Your CV needs to be sensible, but it also needs to show what makes you unique. It’s a difficult balance to strike, but paramount to getting a job. Employers will spend no more than a few minutes glancing through your CV before they decide whether it is worth exploring in detail. Here’s how to send a clear message that gets through to them.
This is the first thing that employers will see when they open your CV. It is your initial sales pitch. Make sure it is well tailored to the job role that you are applying for. You need to inspire the reader to move beyond this introduction, so select your most relevant and impressive skills. This is one of the few parts of your CV that could be written as a paragraph, if you are applying for a role which involves writing, use it as an opportunity to showcase your eloquent and engaging writing style, just be careful not to veer off topic!
Think about the Dates
Experience should be dated, with the most recent experience at the beginning. What you did recently is likely to be the most advanced so you want it to be at the forefront of your CV.
When dating your work experience, check for any long, unaccounted for periods of time. A few weeks is fine, a few months can be okay. Anything above six months could do with an explanation. What you don’t want is your employers imagining the worst; that you are hiding something from them. They may begin to wonder if you lost all enthusiasm for work and just dropped out, whether you went to prison, or were unable to get re-hired in your field. Whatever your reason, whether you fancied a break, you became a stay at home parent or perhaps went travelling, it is always better to explain it in your own words rather than leave them wondering.
Some things can be left out
Your CV should fit into two pages at most, so prioritise. You may find it hard to decide which hobby or volunteering work is more important than the other. Maybe you can squeeze them all in if you go into less detail. One good principle to follow is to only expand on what is strictly relevant.

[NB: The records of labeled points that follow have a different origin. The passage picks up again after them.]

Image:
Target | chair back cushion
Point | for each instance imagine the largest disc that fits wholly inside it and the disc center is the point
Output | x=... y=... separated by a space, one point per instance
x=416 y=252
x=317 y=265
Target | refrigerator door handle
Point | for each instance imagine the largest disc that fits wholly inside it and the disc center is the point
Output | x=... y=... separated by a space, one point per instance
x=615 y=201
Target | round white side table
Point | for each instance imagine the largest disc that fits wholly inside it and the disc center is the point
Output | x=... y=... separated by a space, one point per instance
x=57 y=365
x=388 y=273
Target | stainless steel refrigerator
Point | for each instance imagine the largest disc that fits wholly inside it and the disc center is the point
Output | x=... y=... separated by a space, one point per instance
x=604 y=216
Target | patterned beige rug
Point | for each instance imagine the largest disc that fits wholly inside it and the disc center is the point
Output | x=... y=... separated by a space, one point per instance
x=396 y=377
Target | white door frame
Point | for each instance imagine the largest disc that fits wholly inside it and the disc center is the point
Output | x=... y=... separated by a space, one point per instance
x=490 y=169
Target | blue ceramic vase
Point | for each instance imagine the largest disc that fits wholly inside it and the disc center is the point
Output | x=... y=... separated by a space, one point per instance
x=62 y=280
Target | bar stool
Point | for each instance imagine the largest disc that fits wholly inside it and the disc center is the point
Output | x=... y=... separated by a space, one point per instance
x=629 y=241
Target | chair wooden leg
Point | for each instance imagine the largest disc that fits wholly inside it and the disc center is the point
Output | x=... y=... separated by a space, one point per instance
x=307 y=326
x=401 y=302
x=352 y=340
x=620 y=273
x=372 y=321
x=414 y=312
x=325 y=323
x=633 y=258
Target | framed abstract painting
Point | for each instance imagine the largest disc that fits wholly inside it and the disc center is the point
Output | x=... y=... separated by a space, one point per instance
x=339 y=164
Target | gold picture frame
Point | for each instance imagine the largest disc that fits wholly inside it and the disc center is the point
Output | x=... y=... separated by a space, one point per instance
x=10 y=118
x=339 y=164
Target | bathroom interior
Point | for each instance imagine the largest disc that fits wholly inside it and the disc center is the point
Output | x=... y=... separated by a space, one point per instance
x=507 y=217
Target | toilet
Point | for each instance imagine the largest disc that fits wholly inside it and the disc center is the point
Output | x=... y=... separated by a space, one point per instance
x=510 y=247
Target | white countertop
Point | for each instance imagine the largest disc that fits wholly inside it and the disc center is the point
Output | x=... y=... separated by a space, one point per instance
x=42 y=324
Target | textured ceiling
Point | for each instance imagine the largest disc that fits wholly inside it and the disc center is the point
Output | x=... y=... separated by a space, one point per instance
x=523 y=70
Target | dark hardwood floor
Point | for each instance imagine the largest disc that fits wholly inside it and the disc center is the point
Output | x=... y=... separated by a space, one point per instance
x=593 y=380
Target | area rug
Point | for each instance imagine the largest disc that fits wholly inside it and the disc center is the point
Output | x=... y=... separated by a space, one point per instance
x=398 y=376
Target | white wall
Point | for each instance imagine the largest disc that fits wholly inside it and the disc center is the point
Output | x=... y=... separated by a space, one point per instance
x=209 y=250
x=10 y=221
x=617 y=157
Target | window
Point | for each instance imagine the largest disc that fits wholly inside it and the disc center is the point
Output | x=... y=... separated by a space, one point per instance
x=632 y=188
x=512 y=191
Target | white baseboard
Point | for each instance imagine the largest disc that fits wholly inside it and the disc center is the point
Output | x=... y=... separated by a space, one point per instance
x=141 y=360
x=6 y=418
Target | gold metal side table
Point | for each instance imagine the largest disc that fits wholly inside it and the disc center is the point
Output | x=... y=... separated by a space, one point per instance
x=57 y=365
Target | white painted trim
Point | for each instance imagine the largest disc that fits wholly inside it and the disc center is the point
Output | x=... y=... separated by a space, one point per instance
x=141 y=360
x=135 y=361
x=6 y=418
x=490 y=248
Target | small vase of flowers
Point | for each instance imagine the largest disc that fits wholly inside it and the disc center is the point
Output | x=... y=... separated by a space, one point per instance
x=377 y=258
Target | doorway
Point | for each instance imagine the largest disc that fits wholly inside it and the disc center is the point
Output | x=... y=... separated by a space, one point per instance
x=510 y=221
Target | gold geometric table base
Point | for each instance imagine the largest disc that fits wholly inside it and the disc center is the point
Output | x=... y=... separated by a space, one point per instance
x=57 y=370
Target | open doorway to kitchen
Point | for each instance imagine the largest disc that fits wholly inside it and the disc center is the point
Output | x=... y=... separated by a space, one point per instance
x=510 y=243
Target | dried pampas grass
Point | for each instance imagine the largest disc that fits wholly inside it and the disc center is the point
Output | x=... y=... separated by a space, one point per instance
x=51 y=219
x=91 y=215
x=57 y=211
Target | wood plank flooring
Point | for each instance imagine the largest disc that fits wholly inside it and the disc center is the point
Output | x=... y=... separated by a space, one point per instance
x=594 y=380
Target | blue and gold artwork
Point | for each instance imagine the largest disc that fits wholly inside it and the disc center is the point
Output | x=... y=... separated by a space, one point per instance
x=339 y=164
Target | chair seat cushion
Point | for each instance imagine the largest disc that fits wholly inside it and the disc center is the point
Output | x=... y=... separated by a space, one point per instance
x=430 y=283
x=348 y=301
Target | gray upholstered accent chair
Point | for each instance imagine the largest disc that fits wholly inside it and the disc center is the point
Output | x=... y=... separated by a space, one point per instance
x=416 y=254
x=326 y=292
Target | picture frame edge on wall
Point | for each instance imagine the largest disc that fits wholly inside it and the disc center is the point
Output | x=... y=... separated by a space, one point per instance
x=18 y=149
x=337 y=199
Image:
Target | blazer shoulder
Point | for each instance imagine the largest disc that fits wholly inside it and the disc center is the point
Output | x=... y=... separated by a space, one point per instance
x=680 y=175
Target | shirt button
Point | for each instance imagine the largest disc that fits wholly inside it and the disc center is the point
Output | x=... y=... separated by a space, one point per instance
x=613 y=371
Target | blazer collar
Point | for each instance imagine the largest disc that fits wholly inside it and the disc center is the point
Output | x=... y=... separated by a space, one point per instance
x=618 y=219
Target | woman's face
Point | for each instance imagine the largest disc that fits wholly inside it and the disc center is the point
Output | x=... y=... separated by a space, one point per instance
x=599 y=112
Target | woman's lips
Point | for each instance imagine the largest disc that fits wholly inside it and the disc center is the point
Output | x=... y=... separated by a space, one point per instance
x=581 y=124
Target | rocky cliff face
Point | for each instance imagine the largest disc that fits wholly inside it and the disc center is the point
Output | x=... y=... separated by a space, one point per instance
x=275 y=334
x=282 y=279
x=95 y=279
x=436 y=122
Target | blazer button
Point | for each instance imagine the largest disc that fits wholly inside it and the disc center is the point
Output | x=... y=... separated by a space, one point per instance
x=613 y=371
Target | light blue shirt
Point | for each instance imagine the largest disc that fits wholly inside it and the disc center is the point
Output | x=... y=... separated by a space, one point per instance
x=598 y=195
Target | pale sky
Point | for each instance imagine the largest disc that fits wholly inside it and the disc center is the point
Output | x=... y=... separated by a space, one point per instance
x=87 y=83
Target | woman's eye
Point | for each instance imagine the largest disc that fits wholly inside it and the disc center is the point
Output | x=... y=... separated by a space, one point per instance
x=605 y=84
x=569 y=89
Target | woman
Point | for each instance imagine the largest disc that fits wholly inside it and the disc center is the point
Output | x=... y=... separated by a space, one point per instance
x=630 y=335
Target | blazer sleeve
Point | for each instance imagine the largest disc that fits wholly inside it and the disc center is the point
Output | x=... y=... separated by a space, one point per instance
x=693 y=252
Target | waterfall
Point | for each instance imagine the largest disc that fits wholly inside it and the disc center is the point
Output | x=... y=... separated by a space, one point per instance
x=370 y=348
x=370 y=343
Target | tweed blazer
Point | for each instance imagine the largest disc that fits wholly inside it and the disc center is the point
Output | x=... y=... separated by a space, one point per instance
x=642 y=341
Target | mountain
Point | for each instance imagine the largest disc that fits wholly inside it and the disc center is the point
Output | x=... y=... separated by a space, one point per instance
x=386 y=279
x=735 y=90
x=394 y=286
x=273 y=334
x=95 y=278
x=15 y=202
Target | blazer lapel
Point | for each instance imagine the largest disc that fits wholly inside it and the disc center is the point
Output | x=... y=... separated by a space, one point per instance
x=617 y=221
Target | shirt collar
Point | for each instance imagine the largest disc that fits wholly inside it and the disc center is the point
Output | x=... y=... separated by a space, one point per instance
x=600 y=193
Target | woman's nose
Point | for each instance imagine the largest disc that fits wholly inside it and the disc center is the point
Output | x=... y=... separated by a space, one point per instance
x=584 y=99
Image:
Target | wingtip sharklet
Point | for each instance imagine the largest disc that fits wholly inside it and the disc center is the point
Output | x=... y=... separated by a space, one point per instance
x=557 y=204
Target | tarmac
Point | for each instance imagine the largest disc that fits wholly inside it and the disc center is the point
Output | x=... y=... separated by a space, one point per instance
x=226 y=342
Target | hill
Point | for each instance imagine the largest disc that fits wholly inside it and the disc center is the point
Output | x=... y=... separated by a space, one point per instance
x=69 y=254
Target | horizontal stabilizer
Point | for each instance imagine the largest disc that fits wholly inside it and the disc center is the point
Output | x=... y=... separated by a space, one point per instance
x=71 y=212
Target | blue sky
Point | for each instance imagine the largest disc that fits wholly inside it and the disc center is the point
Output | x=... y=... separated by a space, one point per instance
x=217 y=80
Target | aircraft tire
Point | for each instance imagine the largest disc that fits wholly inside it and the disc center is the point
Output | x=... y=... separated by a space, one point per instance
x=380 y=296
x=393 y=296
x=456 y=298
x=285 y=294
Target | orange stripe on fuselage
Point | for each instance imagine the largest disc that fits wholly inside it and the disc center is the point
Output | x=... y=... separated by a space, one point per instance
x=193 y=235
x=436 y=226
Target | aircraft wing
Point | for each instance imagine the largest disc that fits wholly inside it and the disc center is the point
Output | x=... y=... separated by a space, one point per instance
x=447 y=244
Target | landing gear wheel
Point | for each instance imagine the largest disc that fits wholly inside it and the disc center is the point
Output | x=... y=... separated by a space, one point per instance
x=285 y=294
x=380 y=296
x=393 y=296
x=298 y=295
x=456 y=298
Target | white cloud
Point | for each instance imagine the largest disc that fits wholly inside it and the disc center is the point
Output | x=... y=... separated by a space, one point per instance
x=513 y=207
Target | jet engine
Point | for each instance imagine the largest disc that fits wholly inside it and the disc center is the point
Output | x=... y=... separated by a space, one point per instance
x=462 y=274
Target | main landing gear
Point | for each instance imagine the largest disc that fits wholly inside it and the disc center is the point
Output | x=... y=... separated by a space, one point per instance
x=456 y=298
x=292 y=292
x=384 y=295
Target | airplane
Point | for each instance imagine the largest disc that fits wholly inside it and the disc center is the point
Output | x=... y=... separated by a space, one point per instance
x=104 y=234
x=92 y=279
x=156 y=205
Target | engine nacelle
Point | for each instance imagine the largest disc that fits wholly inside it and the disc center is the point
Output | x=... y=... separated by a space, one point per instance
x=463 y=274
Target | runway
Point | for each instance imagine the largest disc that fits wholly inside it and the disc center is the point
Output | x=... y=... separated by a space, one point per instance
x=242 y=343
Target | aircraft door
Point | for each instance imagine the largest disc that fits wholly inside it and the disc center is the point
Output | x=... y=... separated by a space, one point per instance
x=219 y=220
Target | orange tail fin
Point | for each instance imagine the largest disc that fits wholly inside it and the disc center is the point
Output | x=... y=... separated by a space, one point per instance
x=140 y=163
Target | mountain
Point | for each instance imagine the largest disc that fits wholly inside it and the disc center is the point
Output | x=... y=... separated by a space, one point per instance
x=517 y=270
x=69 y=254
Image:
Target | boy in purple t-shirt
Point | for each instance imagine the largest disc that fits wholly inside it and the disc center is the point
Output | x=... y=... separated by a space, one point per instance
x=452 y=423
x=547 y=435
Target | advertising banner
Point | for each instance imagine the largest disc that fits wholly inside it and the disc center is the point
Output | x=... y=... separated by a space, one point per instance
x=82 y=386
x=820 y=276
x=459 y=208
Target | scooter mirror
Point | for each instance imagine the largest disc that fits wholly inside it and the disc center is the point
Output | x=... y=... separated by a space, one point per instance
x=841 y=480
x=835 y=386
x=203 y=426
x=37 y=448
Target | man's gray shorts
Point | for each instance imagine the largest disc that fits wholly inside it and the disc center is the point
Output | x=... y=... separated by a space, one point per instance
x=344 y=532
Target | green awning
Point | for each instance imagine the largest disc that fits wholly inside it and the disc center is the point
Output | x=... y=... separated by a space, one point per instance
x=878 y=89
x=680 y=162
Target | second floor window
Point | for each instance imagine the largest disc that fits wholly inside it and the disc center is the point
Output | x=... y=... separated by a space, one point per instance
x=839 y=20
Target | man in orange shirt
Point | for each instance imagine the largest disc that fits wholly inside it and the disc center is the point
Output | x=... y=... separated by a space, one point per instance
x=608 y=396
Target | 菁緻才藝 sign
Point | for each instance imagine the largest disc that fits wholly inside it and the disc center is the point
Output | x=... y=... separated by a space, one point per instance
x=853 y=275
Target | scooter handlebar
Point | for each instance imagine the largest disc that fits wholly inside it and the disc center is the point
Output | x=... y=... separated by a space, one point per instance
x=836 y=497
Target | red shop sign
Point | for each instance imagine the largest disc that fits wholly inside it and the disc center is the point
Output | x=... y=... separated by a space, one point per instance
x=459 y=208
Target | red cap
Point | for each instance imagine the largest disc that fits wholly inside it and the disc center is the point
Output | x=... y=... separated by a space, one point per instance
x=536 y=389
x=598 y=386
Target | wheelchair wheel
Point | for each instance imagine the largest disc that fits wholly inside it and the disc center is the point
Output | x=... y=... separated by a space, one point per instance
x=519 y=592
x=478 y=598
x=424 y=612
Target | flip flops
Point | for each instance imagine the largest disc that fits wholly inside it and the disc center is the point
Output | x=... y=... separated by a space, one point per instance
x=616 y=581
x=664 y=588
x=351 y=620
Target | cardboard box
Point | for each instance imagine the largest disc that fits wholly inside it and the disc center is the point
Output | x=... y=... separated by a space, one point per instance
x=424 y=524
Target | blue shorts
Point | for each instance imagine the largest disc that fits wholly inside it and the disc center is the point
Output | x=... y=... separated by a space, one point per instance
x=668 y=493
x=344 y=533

Do not sacrifice valuable sentences about what programmes you have been trained in during your most recent and relevant job role for details about how you renovated a school in Africa after Uni, no matter how proud you are of it.
Take Advantage of the Online World
Anything which you have left out of your CV, you can always showcase online. Employers who are interested in you may search you on Facebook, Twitter and LinkedIn. Make sure that there is not anything unprofessional in the public domain, but equally take advantage of this opportunity to show who you are. If you own a blog, portfolio or have done work on a website it is a great idea to add a link to your CV. The more of your story that your employer can see, the more they will begin to trust you as a candidate.
CVs need regular attention. Do not neglect your CV for years after making it, you may have learnt a new skill last month which is worth adding under the bullet points of your current role. Allow your CV to grow with you, if you are still evolving so should it.